# Öffenlicher Bereich > Expat Forum / Auswanderer > Hausbau in Thailand >  Mauerbau

## schiene

Im Juni haben wir beschlossen um das Grundstück auf welchem unser Haus steht eine Mauer bauen lassen.Hauptgünde sind das niemand mehr einfach so über das Grundstück läuft und
fremde Hunde alles vollscheißen.Auch möchte ich später eigene Hunde halten welche sich nur auf dem Grundstück aufhalten sollen.
Auf der Strassenseite soll es wie am Tor weitergeführt werden,also eine Mischung aus Zaun und Mauer.



An den Seiten soll eine geschlossene Mauer mit 1,70 Meter hin.
Die Rückseite des Grundstückes ist etwas abfallend und die Mauer soll da 1,80 Meter hoch werden.Da unser Haus ja auf einen erhöten Sockel gebaut ist wird immer noch genügend Luftdurchzug da sein.
Da ein Thai auf einer Seite nicht zur Familie gehört und alle der Meinung sind das er sich über Jahre hinweg immer mehr von unserem Land angeeignet hat muss das Grundstück neu vermessen werden
bevor der Bau der Mauer beginnen kann.Auf Nachfrage beim zuständigen Amt wurde meiner Frau gesagt das eine Landvermessung erst in ca. einem Jahr möglich wäre da sie zu viel Aufträge haben.

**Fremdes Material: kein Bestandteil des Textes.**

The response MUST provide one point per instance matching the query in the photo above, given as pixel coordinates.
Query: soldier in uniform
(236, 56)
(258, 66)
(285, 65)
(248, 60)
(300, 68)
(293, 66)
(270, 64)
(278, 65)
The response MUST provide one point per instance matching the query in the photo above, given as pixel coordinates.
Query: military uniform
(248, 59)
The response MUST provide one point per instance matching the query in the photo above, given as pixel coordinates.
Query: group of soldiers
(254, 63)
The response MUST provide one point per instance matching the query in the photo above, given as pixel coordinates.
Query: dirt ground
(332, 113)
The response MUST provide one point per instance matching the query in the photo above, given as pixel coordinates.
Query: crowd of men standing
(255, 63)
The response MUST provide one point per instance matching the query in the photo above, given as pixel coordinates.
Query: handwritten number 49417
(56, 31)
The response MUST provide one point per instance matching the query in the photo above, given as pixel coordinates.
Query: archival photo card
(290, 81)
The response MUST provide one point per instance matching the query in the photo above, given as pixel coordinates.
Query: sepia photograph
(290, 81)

Aber wie es der Zufall will  ::   liegt genau vom zuständigen Amt gegenüber ein privates Landvermessungsbüro mit staatl.Lizenz welche gegen Geld den Auftrag gleich ausführen würde.





Die Vermessung sollte am 10 .7.Vormittags statt finden.Der Preis dafür war hoch,sehr sehr hoch wie ich meine....18.000 Bth 
Einen Tag vor der Vermessung riefen sie an dass es erst am 17.07.2015 klappt.Eigentlich wollten wir bei der Vermessung dabei sein aber am 17. sind wir
schon wieder in Deutschland.Naja, muss halt jemand aus der Familie dabei bleiben.



Nach der Vermessung wurde festgestellt das der Nachbar ca.100 m2 sich step by step angeeignet hatte.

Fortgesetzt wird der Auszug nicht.